Daphne Pollard
Daphne Pollard (19 October 1892 in Fitzroy, Melbourne – 22 February 1978 in Los Angeles) was an Australian actress in American films, mostly short comedies. She was also a vaudeville performer and dancer.
Diminutive stage star
Born Daphne Trott, she joined the Pollard Lilliputian Opera Company at the age of six, having been taken to rehearsals by her older sister, Ivy, who was also a performer. The Pollard company featured performers whose ages ranged from six to sixteen years, playing light opera, operetta and musical comedy (LeCoq, Offenbach, etc). They toured Australia, New Zealand and the United States in the late nineteenth and early twentieth centuries and were well received and highly acclaimed. Daphne Trott borrowed her stage name from the company. .
Daphne Pollard arrived in Los Angeles in July 1907. Because she was small and not well-developed for her age (the Internet Movie Database (IMDB) gives her adult height as 4'9"), Humane Officers in August that year thought she was no more than seven. She assured them that she was actually sixteen. The following September, she played in The Bohemian Girl at the Los Angeles Theater, at $60/show.
In October 1908, when she really did turn 16, Pollard came to New York City with a company that performed musical and dramatic shows such as The Thief, The Chorus Lady, The Witching Hour, and Girls, among others. The productions were staged at the Grand Opera House. Among her fellow actors were Harry Macdonough and Charles Halton. Daphne appeared with the Ziegfeld Follies and in Winter Garden Theatre shows. In 1909, she was with a group which entertained at Keith and Proctor's Fifth Avenue Theater.
In 1914 Pollard was the petite star of The Girl Behind the Counter at the Morosco Theatre on Broadway (Manhattan). The production also featured actor Al Shean. She followed this success with performances in A Knight for a Day (1915) and The Passing Show of 1915. The latter play was staged at The Mason Theater in Los Angeles and also featured Marilyn Miller. In 1918 Pollard was in London, where she played the role of "She of the Tireless Tongue" in Albert de Courville, Dave Stamper and Gene Buck's lavishly-staged revue Zig-Zag! which ran for 648 performances at the Hippodrome.[1] She remained with the show when it moved to the Folies Bergère in Paris at the end of the year. She returned to New York while touring with the Keith Vaudeville Circuit in 1924.
Screen comedian
Pollard was cast in Mack Sennett girl comedy two-reel productions for the 1927–1928 season. There were four comedy units operating at once at one point on the set. Other actresses featured in the comedy shorts are Carole Lombard, Anita Barnes, Leota Winters, and Kathryn Stanley. The first title to be released was Why is a Bathing Girl?
In this movie Pollard demonstrated her talent as a dancer. (Lombard and Pollard were extremely close friends during the time they were working for Sennett. Stories of wild practical jokes have been written about over the years.) She memorably appeared in several Laurel and Hardy films of the mid-1930s, as a shrewish wife of Oliver Hardy in Thicker than Water (1935) and Our Relations (1936) and also as a maid in Bonnie Scotland (1935). Her screen credits continued into the early 1940s, again appearing briefly with Laurel and Hardy in The Dancing Masters (1943). Her final role was in Kid Dynamite (1943).

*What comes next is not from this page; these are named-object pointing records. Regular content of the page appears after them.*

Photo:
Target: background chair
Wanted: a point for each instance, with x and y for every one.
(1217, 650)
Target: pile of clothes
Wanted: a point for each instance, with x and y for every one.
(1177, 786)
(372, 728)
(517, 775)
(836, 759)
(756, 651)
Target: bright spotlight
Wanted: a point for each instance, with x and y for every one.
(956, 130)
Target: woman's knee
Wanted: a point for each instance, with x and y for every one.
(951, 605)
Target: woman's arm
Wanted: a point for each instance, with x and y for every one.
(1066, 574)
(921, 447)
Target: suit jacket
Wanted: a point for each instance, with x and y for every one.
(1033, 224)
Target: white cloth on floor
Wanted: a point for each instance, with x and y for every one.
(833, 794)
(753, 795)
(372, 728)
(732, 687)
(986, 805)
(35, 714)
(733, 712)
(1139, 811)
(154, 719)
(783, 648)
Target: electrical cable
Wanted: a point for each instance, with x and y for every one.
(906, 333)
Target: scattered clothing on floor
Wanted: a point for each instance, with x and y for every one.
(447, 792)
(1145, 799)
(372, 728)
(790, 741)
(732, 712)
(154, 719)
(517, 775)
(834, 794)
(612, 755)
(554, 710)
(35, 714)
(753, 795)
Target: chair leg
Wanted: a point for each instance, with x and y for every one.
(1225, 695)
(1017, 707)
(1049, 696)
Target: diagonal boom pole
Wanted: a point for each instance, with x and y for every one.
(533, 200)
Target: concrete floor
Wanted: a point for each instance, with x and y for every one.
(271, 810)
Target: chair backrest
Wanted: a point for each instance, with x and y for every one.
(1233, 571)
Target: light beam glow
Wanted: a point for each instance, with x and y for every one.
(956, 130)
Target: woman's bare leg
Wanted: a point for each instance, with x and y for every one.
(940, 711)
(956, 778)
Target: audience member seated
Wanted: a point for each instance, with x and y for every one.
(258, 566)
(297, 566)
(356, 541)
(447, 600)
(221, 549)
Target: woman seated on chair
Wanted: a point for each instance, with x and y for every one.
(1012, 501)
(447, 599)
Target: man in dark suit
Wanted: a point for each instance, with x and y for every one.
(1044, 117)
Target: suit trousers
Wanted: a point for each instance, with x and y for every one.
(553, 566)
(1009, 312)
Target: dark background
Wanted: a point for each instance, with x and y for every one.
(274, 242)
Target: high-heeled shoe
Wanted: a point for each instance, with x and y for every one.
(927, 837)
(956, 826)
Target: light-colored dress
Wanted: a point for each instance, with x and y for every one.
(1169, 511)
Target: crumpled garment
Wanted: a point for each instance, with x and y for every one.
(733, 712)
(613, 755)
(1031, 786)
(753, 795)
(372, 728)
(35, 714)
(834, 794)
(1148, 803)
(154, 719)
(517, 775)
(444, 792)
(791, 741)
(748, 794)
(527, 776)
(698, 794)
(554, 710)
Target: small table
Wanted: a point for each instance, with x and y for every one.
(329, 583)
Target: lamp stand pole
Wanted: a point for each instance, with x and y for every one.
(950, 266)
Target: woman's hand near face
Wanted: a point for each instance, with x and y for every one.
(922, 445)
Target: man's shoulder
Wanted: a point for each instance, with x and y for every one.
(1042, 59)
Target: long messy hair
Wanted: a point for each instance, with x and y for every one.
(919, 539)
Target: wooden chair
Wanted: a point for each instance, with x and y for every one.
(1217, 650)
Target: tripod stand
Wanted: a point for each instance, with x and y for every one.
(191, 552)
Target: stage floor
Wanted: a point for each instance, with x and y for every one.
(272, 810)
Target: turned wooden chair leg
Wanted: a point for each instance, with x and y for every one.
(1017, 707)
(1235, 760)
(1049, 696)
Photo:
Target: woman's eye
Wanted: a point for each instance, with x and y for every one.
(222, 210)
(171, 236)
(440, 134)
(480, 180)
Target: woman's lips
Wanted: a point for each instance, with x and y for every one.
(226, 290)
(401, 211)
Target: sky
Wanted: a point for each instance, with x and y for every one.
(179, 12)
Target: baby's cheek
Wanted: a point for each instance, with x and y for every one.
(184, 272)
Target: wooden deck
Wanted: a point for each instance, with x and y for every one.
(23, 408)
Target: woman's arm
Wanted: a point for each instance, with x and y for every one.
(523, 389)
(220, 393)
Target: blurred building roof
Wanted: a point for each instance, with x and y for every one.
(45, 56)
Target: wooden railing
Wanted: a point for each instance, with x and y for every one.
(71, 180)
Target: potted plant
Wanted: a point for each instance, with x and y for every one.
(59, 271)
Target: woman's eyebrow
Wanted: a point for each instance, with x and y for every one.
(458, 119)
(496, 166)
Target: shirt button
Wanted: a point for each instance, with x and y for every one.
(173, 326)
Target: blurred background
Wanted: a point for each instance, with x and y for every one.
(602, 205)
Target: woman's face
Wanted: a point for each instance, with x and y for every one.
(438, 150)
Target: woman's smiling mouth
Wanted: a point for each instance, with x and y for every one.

Daphne Pollard died in Los Angeles in 1978.
References
- Fort Wayne Journal-Gazette, The Littlest Soubrette On Broadway, Sunday, 4 July 1915, Page 8.
- Los Angeles Times, Sad Hunt For Baby Actress, 29 September 1907, Page II1.
- Los Angeles Times, Bare Legs Catch Eye, 13 April 1914, Page III4.
- Los Angeles Times, Show World Review, 11 May 1916, Page II6.
- Los Angeles Times, Daphne Pollard With Sennett, 4 June 1927, Page A6.
- Los Angeles Times, Three Comedy Units Under Way At Sennett Studio, 17 July 1927, Page C11.
- New York Times, Brooklyn Amusements, 4 October 1908, Page X2.
- New York Times, Vaudeville, 18 April 1909, Page X8.
- New York Times, News And Gossip Of Vaudeville, 18 May 1924, Page X2.